Hardware: A Closer Look
Taking apart the QNAP TS-809 Pro Turbo NAS was no easy task, but this wouldn't have been a true TechSpot review if we didn't show you the technical stuff inside. And it was well worth the effort too as the internal workings of this NAS device are nothing like previous products that we have reviewed.
While the vast majority of NAS devices are powered by a processor rated at around or less than 1GHz, including Synology products which feature a 1.06GHz processor with no more than 1GB of RAM, the TS-809 Pro Turbo houses an Intel Core 2 Duo E7400 processor inside. Needless to say, we were impressed.
This is the very same processor we used in our desktop comparison test system -- a 2.8GHz part that features 3MB of L2 cache and operates on a 1066MHz FSB. The Core 2 Duo chip is cooled via a massive, passively cooled aluminum heatsink and is installed using a standard LGA775 mounting bracket. This means it's possible to change the processor if needed, albeit doing so would void your warranty.
QNAP is not messing around with this one and has loaded the TS-809 Pro Turbo with 2GB of DDR2-667 memory from Transcend. Only one of two available SO-DIMM slots on the motherboard is being used, so you could still double the memory capacity simply by adding a second stick. That said, we really don't see the need for adding more memory than what's already offered by default, and again doing so would void your warranty.
The Core 2 Duo E7400 processor is being complemented by the Intel 945GC Express chipset and its ICH7 south bridge. However, since the latter only supports 4 SATA ports without any kind of RAID abilities, QNAP has gone ahead and dumped it in favor of a more substantial solution.

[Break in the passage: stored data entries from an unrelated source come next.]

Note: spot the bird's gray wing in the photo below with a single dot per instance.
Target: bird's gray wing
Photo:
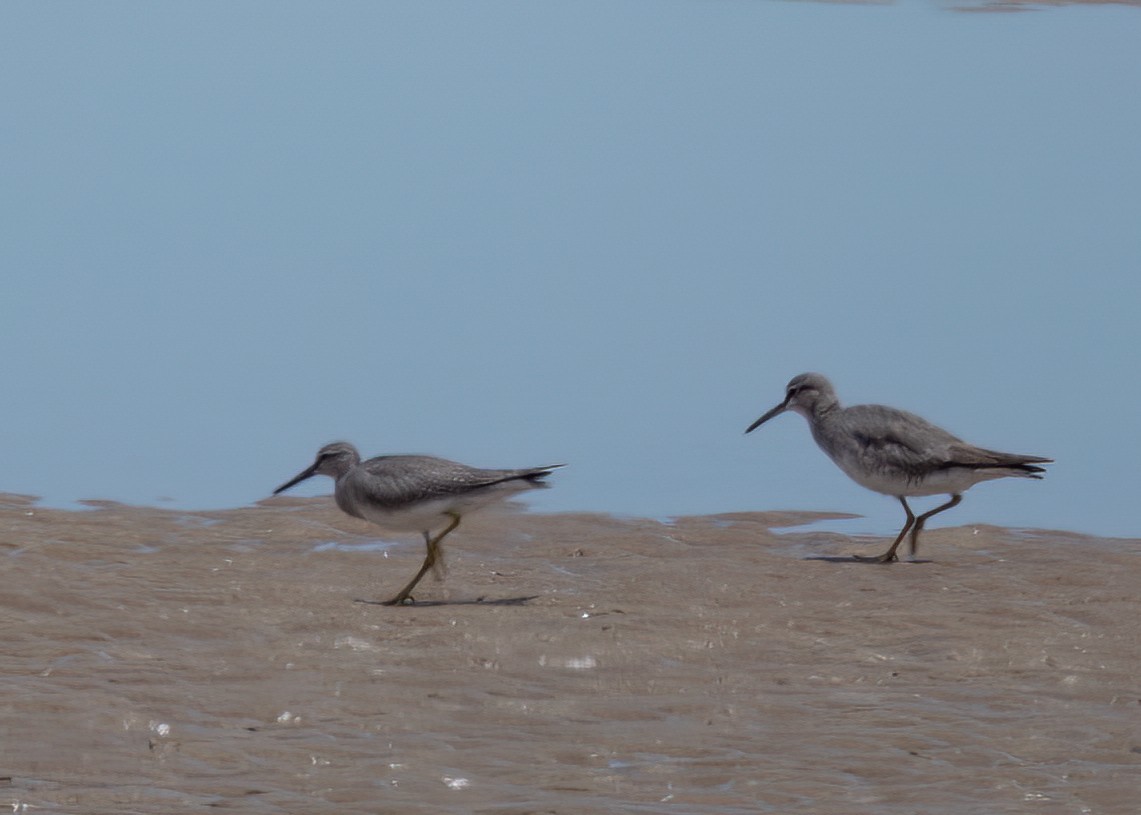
(397, 481)
(890, 438)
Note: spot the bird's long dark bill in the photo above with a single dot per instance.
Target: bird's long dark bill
(297, 479)
(776, 411)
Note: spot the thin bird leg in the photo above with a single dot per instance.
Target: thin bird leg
(922, 519)
(890, 555)
(435, 558)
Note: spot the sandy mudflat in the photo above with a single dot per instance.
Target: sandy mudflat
(160, 661)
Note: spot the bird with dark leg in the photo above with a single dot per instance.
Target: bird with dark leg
(414, 493)
(896, 453)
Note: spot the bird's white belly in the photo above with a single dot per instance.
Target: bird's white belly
(421, 517)
(952, 481)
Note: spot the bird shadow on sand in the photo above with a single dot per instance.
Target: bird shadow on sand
(475, 602)
(862, 561)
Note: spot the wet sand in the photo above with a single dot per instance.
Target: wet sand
(160, 661)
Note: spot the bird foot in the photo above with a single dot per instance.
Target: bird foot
(885, 557)
(399, 600)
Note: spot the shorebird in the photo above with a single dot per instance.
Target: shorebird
(414, 493)
(896, 452)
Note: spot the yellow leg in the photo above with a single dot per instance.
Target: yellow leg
(434, 559)
(922, 519)
(890, 555)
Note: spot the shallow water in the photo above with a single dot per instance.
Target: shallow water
(162, 661)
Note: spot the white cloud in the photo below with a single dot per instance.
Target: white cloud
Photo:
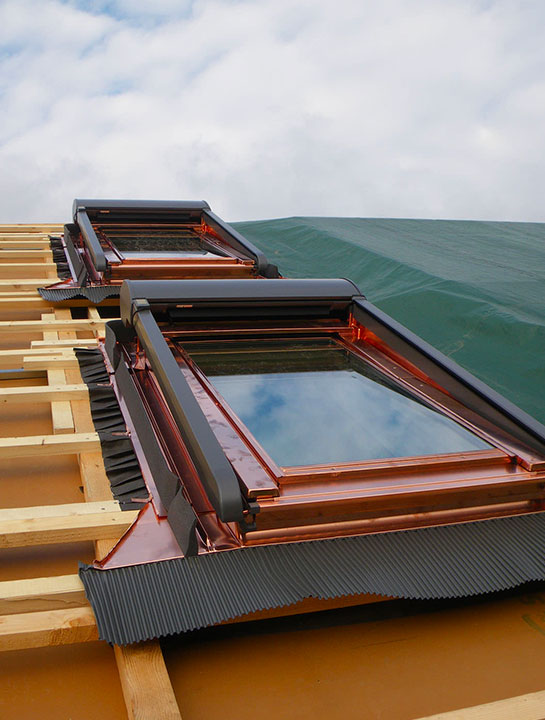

Specifically, a pair of Marvell 88SX7042 controllers will each support 4 SATA ports using the PCI Express x4 bus. There are also a couple of Broadcom BCM5787 10/100/1000BASE-T Gigabit Ethernet controllers utilizing the PCI Express bus for maximum throughput.
Having seen the hardware inside the TS-809 Pro Turbo it's easier to understand why QNAP slapped such a hefty price tag on this product. It definitely looks much more like a typical desktop computer than previously reviewed units, and has clearly been designed to be the most powerful self contained NAS device money can buy.